Description

Various tools for data-flow analysis.

Comparison with source code data-flow

Binary data-flow analysis differs from source code data-flow analysis in that source code has well-known, named variables and the analysis is often simplified by considering only those variables (e.g., whole arrays, not array element granularity), and by ignoring aliasing issues. But because binaries have no named variables but rather one large array of memory with computed addresses, a binary data-flow analysis must be at address granularity and account for aliasing. In fact, because of the rich set of addressing modes, it is very common that within a single instruction some of the inputs and/or outputs depend on other inputs.
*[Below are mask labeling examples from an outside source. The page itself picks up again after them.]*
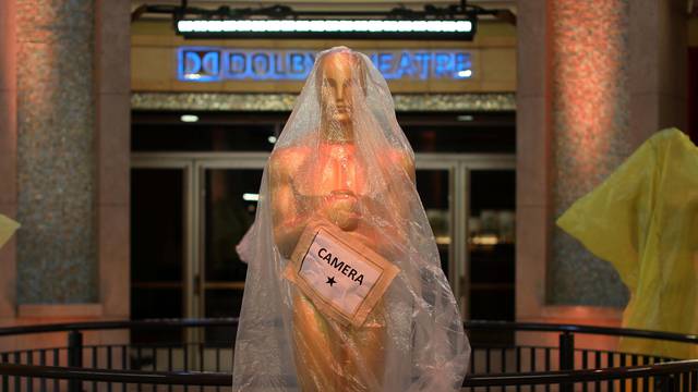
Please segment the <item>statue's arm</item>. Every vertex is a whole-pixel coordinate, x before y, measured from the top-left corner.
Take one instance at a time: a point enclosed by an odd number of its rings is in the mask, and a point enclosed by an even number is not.
[[[298,210],[289,162],[286,162],[282,156],[272,156],[269,174],[274,242],[281,256],[288,258],[305,229],[306,220],[301,217]]]

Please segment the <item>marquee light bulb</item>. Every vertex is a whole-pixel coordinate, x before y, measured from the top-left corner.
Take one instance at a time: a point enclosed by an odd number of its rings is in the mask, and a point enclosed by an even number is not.
[[[472,22],[360,20],[178,21],[180,33],[471,33]]]

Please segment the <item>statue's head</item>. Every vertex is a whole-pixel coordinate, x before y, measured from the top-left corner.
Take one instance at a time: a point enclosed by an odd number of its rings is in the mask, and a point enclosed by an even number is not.
[[[365,96],[364,59],[351,49],[339,47],[325,52],[317,61],[315,77],[323,119],[325,123],[347,125],[356,100]]]

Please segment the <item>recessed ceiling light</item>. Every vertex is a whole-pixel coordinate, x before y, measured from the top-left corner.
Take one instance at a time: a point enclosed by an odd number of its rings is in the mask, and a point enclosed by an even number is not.
[[[260,194],[242,194],[242,199],[245,201],[258,201]]]
[[[198,115],[196,115],[196,114],[182,114],[179,119],[182,122],[196,122],[196,121],[198,121]]]

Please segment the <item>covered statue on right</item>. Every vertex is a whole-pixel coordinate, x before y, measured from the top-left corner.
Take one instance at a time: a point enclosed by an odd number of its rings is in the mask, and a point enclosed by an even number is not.
[[[623,327],[698,333],[698,148],[676,128],[645,142],[557,224],[630,292]],[[621,350],[696,358],[698,346],[623,339]]]
[[[315,66],[239,246],[234,391],[459,391],[470,347],[385,79],[339,47]]]

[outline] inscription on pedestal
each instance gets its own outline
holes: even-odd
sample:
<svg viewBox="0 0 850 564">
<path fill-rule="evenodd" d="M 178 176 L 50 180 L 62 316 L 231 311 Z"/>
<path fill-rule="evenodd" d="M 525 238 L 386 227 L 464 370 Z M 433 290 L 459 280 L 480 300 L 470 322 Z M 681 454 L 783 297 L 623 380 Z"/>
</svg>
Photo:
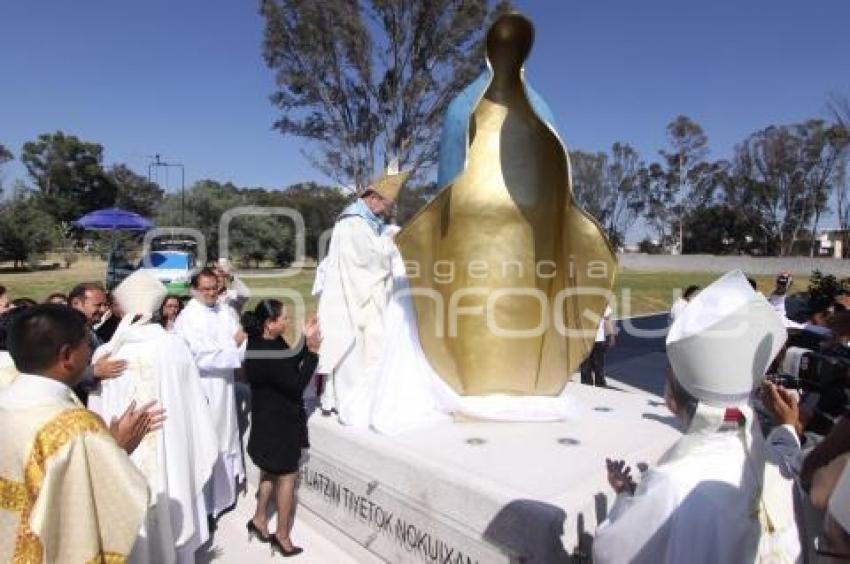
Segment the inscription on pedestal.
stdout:
<svg viewBox="0 0 850 564">
<path fill-rule="evenodd" d="M 312 453 L 301 467 L 298 496 L 301 503 L 392 562 L 508 561 L 468 533 L 441 523 L 438 508 L 413 507 L 400 494 L 332 466 Z"/>
</svg>

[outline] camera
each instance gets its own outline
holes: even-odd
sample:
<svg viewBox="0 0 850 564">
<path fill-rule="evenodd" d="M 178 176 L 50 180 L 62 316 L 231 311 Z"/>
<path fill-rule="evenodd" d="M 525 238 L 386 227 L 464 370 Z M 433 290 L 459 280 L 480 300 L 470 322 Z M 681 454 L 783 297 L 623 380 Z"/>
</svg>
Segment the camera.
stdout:
<svg viewBox="0 0 850 564">
<path fill-rule="evenodd" d="M 777 373 L 768 379 L 784 388 L 798 390 L 801 405 L 808 406 L 812 412 L 806 429 L 826 435 L 835 421 L 850 411 L 850 351 L 846 347 L 823 350 L 793 346 L 800 341 L 811 345 L 792 337 L 792 346 L 785 351 Z"/>
</svg>

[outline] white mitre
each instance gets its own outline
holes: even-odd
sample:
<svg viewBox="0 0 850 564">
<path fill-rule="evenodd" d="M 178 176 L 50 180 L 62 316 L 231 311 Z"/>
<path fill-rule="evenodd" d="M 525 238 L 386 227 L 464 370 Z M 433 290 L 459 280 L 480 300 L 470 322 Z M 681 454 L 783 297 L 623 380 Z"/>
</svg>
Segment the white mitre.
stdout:
<svg viewBox="0 0 850 564">
<path fill-rule="evenodd" d="M 787 339 L 782 319 L 740 270 L 688 303 L 667 334 L 676 380 L 709 405 L 743 404 Z"/>
<path fill-rule="evenodd" d="M 844 465 L 844 471 L 829 496 L 827 511 L 850 534 L 850 464 Z"/>
<path fill-rule="evenodd" d="M 113 296 L 124 310 L 124 319 L 141 316 L 141 321 L 150 320 L 162 305 L 168 289 L 149 272 L 137 270 L 115 288 Z"/>
</svg>

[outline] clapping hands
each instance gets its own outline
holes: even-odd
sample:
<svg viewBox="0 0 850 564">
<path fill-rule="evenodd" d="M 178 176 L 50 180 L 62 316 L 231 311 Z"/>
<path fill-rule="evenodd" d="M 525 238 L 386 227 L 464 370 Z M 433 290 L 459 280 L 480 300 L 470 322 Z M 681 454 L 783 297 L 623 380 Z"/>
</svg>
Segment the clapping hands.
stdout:
<svg viewBox="0 0 850 564">
<path fill-rule="evenodd" d="M 136 408 L 136 401 L 133 400 L 121 417 L 113 417 L 109 422 L 109 434 L 127 454 L 136 450 L 145 435 L 162 427 L 165 410 L 155 409 L 155 404 L 152 401 Z"/>
<path fill-rule="evenodd" d="M 608 469 L 608 483 L 615 492 L 619 493 L 635 493 L 637 484 L 632 478 L 632 469 L 626 466 L 623 460 L 605 459 L 605 466 Z"/>
</svg>

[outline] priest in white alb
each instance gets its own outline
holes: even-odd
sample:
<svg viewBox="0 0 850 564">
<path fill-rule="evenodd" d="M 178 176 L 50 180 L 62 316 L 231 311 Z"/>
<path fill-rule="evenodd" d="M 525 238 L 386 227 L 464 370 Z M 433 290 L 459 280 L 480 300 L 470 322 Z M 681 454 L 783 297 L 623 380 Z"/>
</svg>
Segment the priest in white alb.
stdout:
<svg viewBox="0 0 850 564">
<path fill-rule="evenodd" d="M 393 292 L 392 241 L 381 235 L 407 176 L 382 176 L 343 210 L 314 288 L 324 337 L 317 371 L 328 375 L 322 410 L 346 425 L 369 426 Z"/>
<path fill-rule="evenodd" d="M 751 392 L 786 340 L 782 319 L 740 271 L 702 291 L 667 337 L 665 400 L 685 434 L 635 486 L 608 461 L 617 492 L 593 561 L 794 562 L 793 483 L 770 462 Z"/>
<path fill-rule="evenodd" d="M 124 562 L 148 507 L 145 477 L 77 399 L 91 348 L 85 319 L 37 305 L 15 315 L 20 371 L 0 390 L 0 562 Z"/>
<path fill-rule="evenodd" d="M 109 421 L 135 401 L 157 400 L 168 418 L 146 437 L 132 460 L 152 492 L 151 508 L 132 561 L 139 564 L 194 562 L 209 538 L 203 490 L 219 458 L 218 438 L 194 359 L 183 339 L 152 323 L 167 289 L 137 271 L 114 291 L 125 312 L 112 339 L 98 348 L 127 362 L 121 376 L 101 382 L 89 408 Z"/>
<path fill-rule="evenodd" d="M 207 512 L 213 517 L 236 503 L 237 483 L 245 480 L 234 371 L 245 358 L 247 335 L 231 309 L 219 302 L 216 273 L 204 268 L 192 277 L 192 299 L 174 322 L 174 332 L 189 345 L 201 375 L 221 454 L 207 485 Z"/>
</svg>

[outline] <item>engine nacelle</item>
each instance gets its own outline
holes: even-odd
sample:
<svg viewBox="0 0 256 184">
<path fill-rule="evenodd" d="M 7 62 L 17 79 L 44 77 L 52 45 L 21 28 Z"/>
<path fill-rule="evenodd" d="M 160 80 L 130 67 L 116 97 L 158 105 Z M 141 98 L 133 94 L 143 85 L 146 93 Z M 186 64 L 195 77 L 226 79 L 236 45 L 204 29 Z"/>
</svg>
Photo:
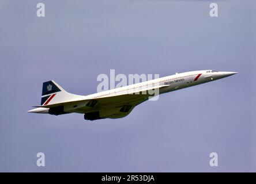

Another difference is in the number of basic operations that need to be supported. Source-level languages typically have at most a few dozen basic operations for which data-flow must be explicitly encoded in the analysis, while binary analysis needs basic data-flow information about hundreds of CPU instructions across the supported architectures. In fact, there are so many unique instructions that the implementation here takes a different approach: it leverages the fact that ROSE has instruction semantics and is able to discern data-flow within an instruction (or even across an entire basic block) by executing the instruction (or block) in a special data-flow semantic domain. The domain is an aggregate domain consisting of a main user-specified domain (often symbolic), a domain to track data-flow, and any number of additional user-specified domains. This approach works to discover multiple data-flow within the executed item (instruction or basic block); most CPU instructions have multiple data flows (e.g., "PUSH" has at least three independent data flows: incrementing of the instruction pointer, moving data between stack and register, incrementing the stack pointer).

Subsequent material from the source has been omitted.